In an interview with NBC News, Dr. Fiona Havers, formerly a CDC medical epidemiologist who oversaw the agency’s COVID-19 hospitalization but who resigned last year in protest of Kennedy’s ACIP appointees, called the CDC’s concerns politically motivated.

“I’m not saying that they haven’t stopped other publications or forced changes to them, but to wholesale stop this report from coming out, given that it is such a well-established platform and such a well-established methodology, does strike me as a new level of political interference into CDC’s scientific process,” Havers said.

But Brian Hooker, Ph.D., CHD chief scientific officer, said the CDC’s practices under previous administrations were the politically motivated ones, citing studies linking autism with the measles-mumps-rubella (MMR) vaccine and thimerosal — a mercury-based preservative — as examples.

“We have a historically one-sided CDC that produces ‘Johnny One-Note’ studies lauding the benefits of vaccines, but when they get called on it by their new management, they whine like little babies,” Hooker said.

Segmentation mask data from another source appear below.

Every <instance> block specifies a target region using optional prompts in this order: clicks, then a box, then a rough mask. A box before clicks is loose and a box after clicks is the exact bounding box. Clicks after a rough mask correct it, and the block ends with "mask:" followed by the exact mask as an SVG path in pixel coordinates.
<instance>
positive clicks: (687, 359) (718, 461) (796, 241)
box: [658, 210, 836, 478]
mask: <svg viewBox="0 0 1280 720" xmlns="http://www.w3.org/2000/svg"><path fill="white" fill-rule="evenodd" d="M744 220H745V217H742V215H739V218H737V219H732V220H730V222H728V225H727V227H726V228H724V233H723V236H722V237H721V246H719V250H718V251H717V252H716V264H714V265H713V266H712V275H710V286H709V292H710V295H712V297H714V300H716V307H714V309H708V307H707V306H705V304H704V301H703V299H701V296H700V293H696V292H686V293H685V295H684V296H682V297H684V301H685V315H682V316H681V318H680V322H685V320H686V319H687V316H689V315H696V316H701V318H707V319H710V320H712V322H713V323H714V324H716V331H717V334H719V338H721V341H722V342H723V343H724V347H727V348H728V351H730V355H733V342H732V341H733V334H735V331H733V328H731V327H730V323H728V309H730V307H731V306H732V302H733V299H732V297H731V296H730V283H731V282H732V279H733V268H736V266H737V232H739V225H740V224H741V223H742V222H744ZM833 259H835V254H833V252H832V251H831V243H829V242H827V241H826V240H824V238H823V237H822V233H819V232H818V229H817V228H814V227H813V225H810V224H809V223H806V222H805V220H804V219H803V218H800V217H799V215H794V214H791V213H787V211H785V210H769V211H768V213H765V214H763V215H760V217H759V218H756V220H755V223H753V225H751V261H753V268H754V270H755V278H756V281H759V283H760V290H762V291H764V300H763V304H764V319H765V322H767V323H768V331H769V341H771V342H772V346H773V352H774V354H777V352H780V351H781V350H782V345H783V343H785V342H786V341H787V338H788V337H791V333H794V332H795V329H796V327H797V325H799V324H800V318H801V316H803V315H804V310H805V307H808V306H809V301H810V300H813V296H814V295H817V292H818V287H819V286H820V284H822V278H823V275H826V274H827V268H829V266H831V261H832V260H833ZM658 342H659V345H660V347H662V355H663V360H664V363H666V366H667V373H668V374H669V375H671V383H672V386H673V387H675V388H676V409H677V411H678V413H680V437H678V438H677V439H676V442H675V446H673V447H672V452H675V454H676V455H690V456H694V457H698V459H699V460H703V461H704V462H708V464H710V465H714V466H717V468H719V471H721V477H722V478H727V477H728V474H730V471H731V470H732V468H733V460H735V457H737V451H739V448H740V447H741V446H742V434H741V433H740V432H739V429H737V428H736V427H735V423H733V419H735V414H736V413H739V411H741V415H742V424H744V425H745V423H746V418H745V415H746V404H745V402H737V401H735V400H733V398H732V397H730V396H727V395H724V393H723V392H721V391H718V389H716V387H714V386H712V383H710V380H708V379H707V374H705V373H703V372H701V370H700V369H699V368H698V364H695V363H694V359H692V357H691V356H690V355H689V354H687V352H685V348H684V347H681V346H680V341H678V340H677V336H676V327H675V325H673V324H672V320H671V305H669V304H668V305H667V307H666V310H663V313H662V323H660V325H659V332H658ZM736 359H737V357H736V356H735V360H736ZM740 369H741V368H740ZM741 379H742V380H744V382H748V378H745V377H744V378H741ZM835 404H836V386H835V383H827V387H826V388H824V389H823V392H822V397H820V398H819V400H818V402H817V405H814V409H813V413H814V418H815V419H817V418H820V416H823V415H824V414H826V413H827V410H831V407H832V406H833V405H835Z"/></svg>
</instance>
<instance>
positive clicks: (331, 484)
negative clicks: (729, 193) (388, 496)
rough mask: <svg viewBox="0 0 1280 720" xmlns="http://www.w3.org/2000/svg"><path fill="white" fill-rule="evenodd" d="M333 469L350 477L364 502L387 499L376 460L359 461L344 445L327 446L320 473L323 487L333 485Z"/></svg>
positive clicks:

In his op-ed, Bhattacharya said he has called for the development of a peer-reviewed CDC journal, to operate separately from MMWR, “to complement it and elevate scientific rigor across all CDC publications.”

“Peer review remains the gold standard because it subjects findings to independent scrutiny, forces transparency about limitations and strengthens confidence in the results,” Bhattacharya wrote.

But some suggested that transparency on the part of federal health agencies should also include the publication of flawed papers.

Daniel O’Connor, founder and CEO of TrialSite News, told The Defender, “Science does not lose credibility because it is imperfect. It loses credibility when institutions hide the imperfections from public view. In a post-pandemic world, transparency is no longer optional — it is the price of trust.”